Michael Conniff

Michael Lee Conniff (b. 1942) is a historian of Latin America, who specializes on modern Brazil and Panama. Between 2002-12 he also created and directed the Global Studies program and afterward served as professor of history at San Jose State University, California. He retired in 2012. He has a longstanding interest in the study of populism and race in Latin America..

In 1962 Conniff joined the Peace Corps and spent two years in Guayaquil, Ecuador, as a volunteer for urban community development. He continued working in community development as an advisor to the U.S. Agency for International Development in Panama (1966-1967).

Conniff earned his BA in Latin American Studies at the University of California, Berkeley, in 1968, followed by an MA in the same field at Stanford in 1969.

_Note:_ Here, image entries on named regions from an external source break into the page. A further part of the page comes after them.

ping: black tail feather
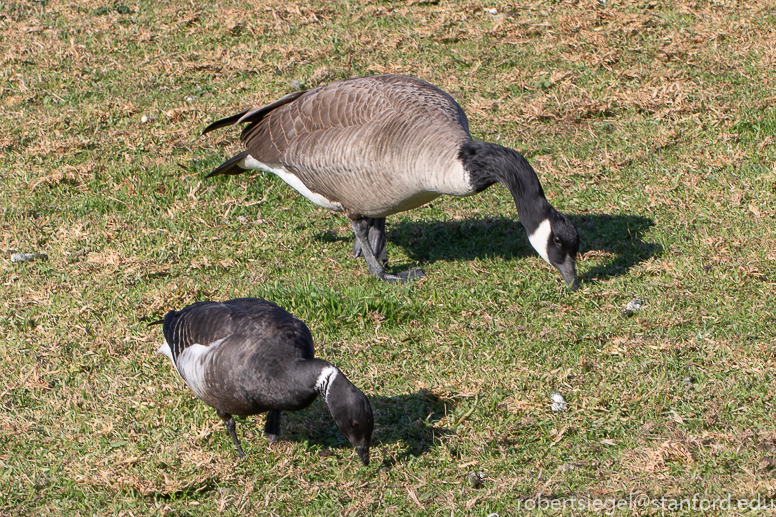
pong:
[202,91,305,135]
[205,151,249,178]
[202,108,253,135]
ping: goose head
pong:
[318,372,375,465]
[528,209,579,291]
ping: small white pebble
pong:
[11,253,48,262]
[550,391,566,413]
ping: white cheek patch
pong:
[528,219,552,265]
[177,338,226,400]
[156,340,181,375]
[315,366,337,403]
[238,155,342,212]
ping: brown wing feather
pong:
[242,75,470,214]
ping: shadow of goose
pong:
[250,390,456,467]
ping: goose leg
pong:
[350,219,425,284]
[216,409,245,458]
[264,409,280,445]
[353,217,388,265]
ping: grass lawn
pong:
[0,0,776,517]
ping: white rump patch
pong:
[156,340,181,375]
[315,366,337,404]
[528,219,552,265]
[176,336,228,400]
[238,155,342,212]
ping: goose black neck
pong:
[458,140,552,234]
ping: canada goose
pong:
[202,75,579,289]
[156,298,374,465]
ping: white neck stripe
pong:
[528,219,552,265]
[315,366,337,404]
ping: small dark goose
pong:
[158,298,374,465]
[202,75,579,289]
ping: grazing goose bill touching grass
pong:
[156,298,374,465]
[202,75,579,289]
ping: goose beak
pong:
[555,256,579,291]
[356,445,369,467]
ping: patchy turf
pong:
[0,0,776,516]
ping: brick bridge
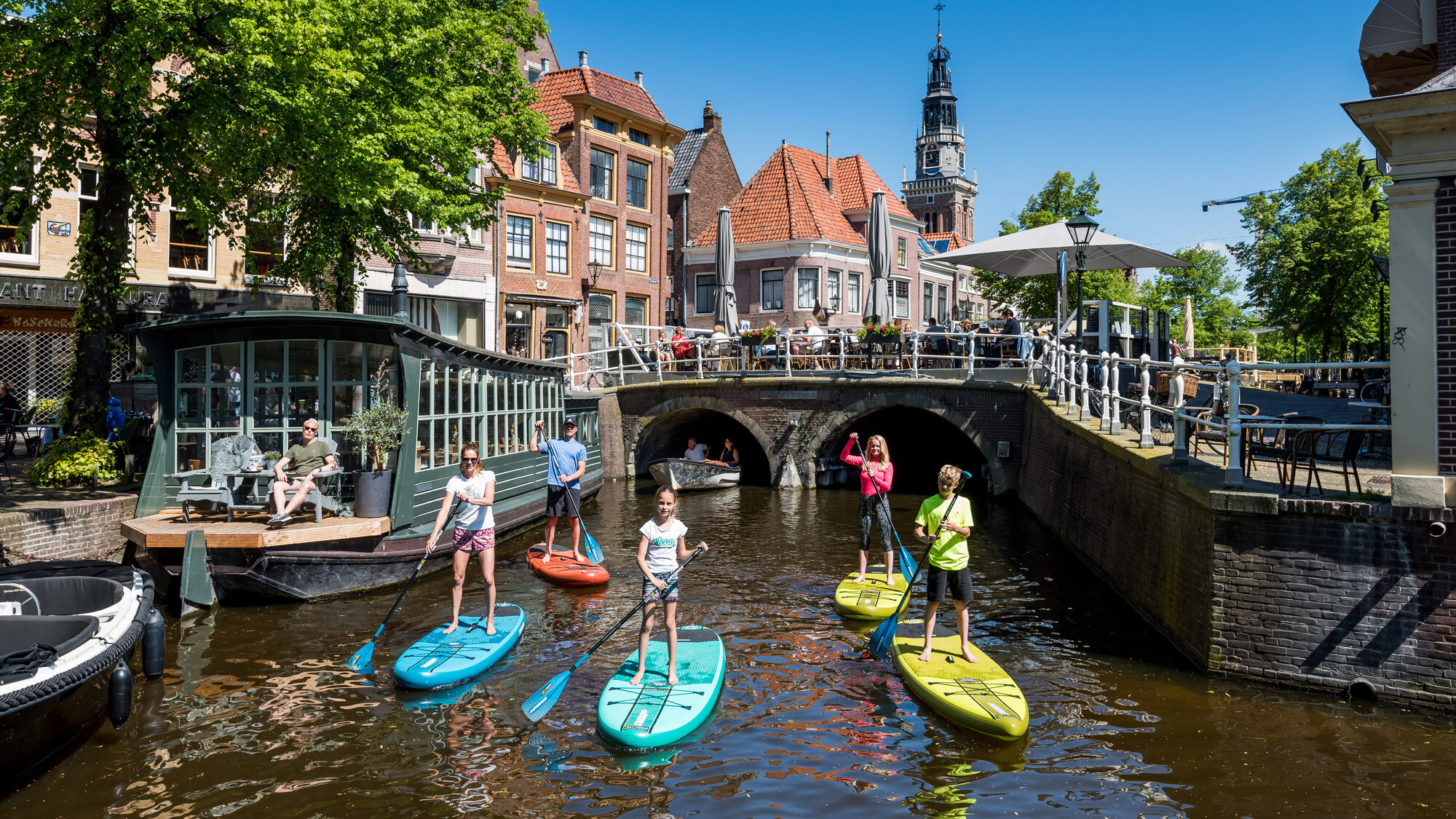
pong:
[603,377,1026,494]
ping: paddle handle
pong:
[571,548,708,669]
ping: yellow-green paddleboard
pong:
[834,566,906,620]
[894,620,1028,739]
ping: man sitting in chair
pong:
[268,419,335,529]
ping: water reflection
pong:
[4,484,1456,819]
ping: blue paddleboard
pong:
[395,604,526,688]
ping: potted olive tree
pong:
[344,358,409,518]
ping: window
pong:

Conniff spent 1971-75 in Rio de Janeiro, Brazil, where he conducted research for his doctorate in Brazilian history at Stanford. He also worked as a consultant for social science and urban programs at the Ford Foundation office there and taught classes at the Pontifical Catholic University.

In 1975 Conniff moved with his family to Albuquerque, New Mexico, where he began as Lecturer II in history (1975-1976) at the University of New Mexico and earned his Doctor of Philosophy in Latin American History at Stanford. Between 1976 and 1985 he rose through the ranks to full professor. Meanwhile his dissertation was published as Urban Politics in Brazil: The Rise of Populism, 1925-1945 (1981). He also edited and contributed to Latin American Populism in Comparative Perspective (1982). Three years later he published Black Labor on a White Canal: Panama, 1904-1981 (1985). He then co-edited and co-authored, with Frank D. McCann, Modern Brazil: Elites and Masses in Comparative Perspective (1989, revised 1991).

In 1990 Conniff moved to Auburn University, where he spent the next seven years as professor and part-time administrator. During that time he published Panama and the United States: the Forced Alliance (1992, revised 2001 and 2012) and Africans in the Americas: A History of the Black Diaspora (with Thomas J. Davis, 1994, reprinted 2003).

In 1997 Conniff became founding director of the Center for Latin American and Caribbean Studies and professor of history at the University of South Florida, and also founder and co-director for the Center for Disaster Management and Humanitarian Assistance in Tampa (1998-2000). During this time he worked with Lawrence Clayton to publish A New History of Modern Latin America (1999, revised 2005 and 2017, with Susan Gauss), and edited and contributed to Populism in Latin America (1999, revised 2012). His Modern Panama, co-authored with Gene E. Bigler, is forthcoming from Cambridge University Press in 2019.

During his career Conniff won and administered nearly four million dollars in grants from agencies like the National Endowment for the Humanities, the Department of Education, the Office of Naval Research, and the Defense Language Institute.

Selected publications

  • Urban Politics in Brazil: The Rise of Populism, 1925-1945. Pittsburgh: University of Pittsburgh Press, 1981. Brazilian edition by Relume DumarĂ¡ Editora.
  • Latin American Populism in Comparative Perspective. Editor and contributor. University of New Mexico Press, 1982
  • Black Labor on a White Canal: Panama, 1904-1981. Pittsburgh: University of Pittsburgh Press, 1985.
  • Modern Brazil: Elites and Masses in Comparative Perspective. With Frank D. McCann, editors and contributors. University of Nebraska Press, 1989, 1991.
  • Panama and the United States: the Forced Alliance, 1903-1981.University of Georgia Press, 1992, 2001, 2012.
  • Africans in the Americas: A History of the Black Diaspora. With Thomas J. Davis, editors and contributors. St. Marin's Press, 1994, Blackwell, 2003.
  • A New History of Modern Latin America. Co-author with Lawrence Clayton. Harcourt Brace, 1999, Wadworth, 2005, and University of California, 2017, with Susan Gauss. .
  • Populism in Latin America. Editor and contributor. University of Alabama Press, Tuscaloosa, 1999, 2012.